Pop’s a different person in the presence of death, she thinks to herself.

‘It says in the Western Telegraph,’ says Lambert, ‘that they cremate dogs for free at the SPCA. In Booysens. No charge. They’ve got a crematorium for animals there.’

‘Ja, ash is nice and light.’

‘Ja,’ says Pop, ‘ash …’ He thinks a little. ‘I’m just thinking. Then we’ll have to sign all kinds of papers again.’ He thinks a little more. ‘How about here at the back, in the yard. Then it stays our business. Then she’s still here with us. What you say, Mol?’

‘The earth is hollow.’

‘Come again?’ says Pop.

‘Just now she falls through. Down. Through a sinkhole.’

Lambert catches on quickly. ‘That story was just a lie, Ma. It’s all right. I promise. The earth is still very hard here in Triomf. Packed hard. It’s all just bricks and cement from the kaffir-houses. She won’t just fall through. I promise.’

‘But we must wait till dark,’ says Pop. ‘Otherwise everyone stares at us. Or next door complains. And we don’t want the police here again, hey, Mol?’
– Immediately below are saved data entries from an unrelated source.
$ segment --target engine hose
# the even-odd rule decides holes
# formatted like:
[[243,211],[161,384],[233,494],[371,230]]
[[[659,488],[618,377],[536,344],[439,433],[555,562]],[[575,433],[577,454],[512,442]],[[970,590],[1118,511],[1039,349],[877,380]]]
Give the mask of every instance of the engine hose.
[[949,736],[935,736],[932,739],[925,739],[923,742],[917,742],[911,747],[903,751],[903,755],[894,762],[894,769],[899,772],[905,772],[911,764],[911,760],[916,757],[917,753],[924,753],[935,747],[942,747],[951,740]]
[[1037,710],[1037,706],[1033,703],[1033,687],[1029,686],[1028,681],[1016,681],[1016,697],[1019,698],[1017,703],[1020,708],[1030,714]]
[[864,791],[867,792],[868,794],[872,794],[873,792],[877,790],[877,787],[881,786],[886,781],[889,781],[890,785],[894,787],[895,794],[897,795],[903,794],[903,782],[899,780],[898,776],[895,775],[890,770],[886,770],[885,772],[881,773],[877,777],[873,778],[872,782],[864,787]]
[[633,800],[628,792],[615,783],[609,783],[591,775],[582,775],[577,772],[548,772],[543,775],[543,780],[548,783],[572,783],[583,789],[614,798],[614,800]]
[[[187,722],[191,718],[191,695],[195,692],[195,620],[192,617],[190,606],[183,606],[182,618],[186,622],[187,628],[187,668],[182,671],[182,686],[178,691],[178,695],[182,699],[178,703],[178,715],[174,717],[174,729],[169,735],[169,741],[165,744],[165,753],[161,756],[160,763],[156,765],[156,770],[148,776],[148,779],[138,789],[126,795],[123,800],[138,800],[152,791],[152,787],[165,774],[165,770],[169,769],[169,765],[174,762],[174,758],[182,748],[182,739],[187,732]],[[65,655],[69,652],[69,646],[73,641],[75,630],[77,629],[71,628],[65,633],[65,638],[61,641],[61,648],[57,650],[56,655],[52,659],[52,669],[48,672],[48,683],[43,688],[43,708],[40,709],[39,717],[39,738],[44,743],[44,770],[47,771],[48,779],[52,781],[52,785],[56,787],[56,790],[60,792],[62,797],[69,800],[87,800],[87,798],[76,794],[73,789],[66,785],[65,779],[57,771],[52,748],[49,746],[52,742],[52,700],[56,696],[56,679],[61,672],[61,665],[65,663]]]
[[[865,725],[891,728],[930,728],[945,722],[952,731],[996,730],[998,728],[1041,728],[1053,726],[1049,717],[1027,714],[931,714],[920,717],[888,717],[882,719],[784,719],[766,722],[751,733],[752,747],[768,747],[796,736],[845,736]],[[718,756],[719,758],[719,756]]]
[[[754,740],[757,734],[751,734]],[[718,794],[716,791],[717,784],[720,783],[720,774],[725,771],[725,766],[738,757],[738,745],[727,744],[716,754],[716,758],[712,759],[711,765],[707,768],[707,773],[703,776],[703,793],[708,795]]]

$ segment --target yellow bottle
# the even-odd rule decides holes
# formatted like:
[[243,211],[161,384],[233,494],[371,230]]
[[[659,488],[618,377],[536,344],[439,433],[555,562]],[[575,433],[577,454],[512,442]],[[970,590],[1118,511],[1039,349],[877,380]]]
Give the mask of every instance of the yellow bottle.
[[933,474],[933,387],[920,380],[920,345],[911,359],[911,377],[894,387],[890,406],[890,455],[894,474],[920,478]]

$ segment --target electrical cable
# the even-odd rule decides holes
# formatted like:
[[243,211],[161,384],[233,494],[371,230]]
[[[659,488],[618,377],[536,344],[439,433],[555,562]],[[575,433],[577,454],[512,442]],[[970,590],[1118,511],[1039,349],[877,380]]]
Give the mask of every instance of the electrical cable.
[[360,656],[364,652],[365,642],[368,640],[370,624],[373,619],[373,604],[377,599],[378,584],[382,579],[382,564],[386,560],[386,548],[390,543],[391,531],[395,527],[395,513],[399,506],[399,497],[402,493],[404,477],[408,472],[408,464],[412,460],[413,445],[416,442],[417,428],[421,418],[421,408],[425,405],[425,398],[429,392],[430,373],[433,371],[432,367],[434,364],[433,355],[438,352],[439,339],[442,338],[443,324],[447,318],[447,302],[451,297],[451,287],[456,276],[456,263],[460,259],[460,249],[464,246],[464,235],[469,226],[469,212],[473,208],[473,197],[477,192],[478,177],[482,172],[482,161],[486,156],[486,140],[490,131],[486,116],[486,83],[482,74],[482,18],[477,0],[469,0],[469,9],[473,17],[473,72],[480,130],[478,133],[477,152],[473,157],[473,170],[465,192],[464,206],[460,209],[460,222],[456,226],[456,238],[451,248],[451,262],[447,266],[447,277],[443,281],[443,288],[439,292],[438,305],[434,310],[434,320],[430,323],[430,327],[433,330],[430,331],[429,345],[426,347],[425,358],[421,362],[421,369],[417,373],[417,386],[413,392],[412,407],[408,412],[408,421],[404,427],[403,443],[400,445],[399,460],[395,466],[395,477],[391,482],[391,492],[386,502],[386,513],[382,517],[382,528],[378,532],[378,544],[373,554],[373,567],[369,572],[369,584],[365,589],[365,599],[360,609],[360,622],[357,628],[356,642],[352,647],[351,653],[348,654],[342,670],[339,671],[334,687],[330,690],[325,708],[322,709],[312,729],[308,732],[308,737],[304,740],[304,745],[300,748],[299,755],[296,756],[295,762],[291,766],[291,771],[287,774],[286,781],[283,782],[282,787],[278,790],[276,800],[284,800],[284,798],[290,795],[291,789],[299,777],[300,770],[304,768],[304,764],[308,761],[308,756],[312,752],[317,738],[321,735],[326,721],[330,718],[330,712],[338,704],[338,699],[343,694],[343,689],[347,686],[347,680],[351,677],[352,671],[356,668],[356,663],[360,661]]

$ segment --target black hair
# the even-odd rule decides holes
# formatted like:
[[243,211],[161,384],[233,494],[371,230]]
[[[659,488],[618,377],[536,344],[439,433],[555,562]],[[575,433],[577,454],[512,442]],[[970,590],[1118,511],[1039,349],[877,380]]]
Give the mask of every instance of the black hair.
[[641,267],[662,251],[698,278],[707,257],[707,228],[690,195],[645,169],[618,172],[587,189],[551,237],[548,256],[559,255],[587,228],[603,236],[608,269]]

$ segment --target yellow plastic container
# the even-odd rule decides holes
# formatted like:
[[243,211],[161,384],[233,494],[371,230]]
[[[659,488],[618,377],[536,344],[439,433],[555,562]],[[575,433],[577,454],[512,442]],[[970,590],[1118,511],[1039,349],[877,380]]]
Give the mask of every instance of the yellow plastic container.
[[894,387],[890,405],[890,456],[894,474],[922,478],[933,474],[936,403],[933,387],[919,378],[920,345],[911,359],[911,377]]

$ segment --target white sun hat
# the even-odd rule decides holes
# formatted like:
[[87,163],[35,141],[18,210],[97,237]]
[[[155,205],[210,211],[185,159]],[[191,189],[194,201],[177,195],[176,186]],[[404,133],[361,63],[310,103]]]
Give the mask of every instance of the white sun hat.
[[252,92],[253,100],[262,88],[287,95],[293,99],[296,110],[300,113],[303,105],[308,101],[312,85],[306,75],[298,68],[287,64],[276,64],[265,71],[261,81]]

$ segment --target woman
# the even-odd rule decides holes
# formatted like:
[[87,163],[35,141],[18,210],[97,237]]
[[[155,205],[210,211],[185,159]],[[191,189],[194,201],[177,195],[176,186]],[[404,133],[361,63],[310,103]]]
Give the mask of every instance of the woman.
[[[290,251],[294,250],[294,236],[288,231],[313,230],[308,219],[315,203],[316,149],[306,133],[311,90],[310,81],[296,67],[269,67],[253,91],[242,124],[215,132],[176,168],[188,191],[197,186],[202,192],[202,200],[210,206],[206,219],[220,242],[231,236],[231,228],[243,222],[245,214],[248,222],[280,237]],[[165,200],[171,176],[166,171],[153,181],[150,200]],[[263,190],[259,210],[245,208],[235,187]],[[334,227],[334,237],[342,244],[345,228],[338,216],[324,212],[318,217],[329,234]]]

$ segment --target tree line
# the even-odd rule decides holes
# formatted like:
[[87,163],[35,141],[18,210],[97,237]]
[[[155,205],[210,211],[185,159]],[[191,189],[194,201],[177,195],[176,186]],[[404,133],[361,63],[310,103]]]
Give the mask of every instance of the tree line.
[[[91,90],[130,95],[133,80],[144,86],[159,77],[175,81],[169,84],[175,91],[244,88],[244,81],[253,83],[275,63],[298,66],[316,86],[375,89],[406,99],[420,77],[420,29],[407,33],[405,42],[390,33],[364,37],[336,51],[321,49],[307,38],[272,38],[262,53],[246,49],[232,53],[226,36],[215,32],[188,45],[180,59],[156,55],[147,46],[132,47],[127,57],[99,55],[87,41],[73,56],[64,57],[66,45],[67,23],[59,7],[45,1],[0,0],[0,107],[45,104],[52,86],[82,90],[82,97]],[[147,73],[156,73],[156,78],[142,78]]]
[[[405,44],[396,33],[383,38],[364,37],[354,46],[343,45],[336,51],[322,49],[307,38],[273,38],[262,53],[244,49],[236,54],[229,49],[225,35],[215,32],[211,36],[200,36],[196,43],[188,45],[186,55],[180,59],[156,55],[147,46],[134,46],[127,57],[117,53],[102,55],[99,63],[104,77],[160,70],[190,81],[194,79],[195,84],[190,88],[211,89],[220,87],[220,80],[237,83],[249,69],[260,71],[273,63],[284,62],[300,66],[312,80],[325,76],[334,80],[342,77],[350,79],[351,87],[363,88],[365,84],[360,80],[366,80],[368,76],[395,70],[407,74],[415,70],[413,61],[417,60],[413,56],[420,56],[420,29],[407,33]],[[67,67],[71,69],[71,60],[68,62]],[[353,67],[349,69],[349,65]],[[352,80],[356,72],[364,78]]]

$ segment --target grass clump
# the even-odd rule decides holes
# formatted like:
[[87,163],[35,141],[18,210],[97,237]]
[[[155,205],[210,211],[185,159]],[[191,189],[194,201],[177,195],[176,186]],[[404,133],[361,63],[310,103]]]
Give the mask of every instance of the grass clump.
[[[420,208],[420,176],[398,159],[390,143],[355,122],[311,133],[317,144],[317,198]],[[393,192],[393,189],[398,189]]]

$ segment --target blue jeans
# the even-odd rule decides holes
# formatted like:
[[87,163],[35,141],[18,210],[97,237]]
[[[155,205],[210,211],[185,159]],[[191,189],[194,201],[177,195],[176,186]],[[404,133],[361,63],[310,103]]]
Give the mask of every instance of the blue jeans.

Mol shakes the tin of yellow spray-paint. It doesn’t want to come out so nicely. She can’t see what’s going on, either. It’s getting too dark. But she told them they must have the funeral and get done with it. She doesn’t want to spend the whole night lying awake, trying to think of something nice to write on Gerty’s grave.

Lambert’s gone to see if he can find another tin of spray-paint and Pop’s fetching Treppie. He must’ve cooled down by now, says Pop. And shame, he also knew Gerty. What’s more, Treppie’s a man with a text for every occasion. Pop must’ve noticed — she doesn’t know what to say or write.

Now the paint’s coming out better. ‘So, Toby, what should the missus write here on the wall, hey?’ Toby stands next to her. He knows very well what’s going on. When they marked out the little grave with stones and tins in the late afternoon, Toby stood and watched them with his ears pricked. It was only when they started digging that he got some life back into him. The digging was a struggle. The earth was full of rubble, and they had to use a pick to wrench loose and lift out some of the big blocks of cement. They got only three feet deep when Pop said enough. He was tired and Gerty didn’t have to go six feet under, she was only a dog, after all.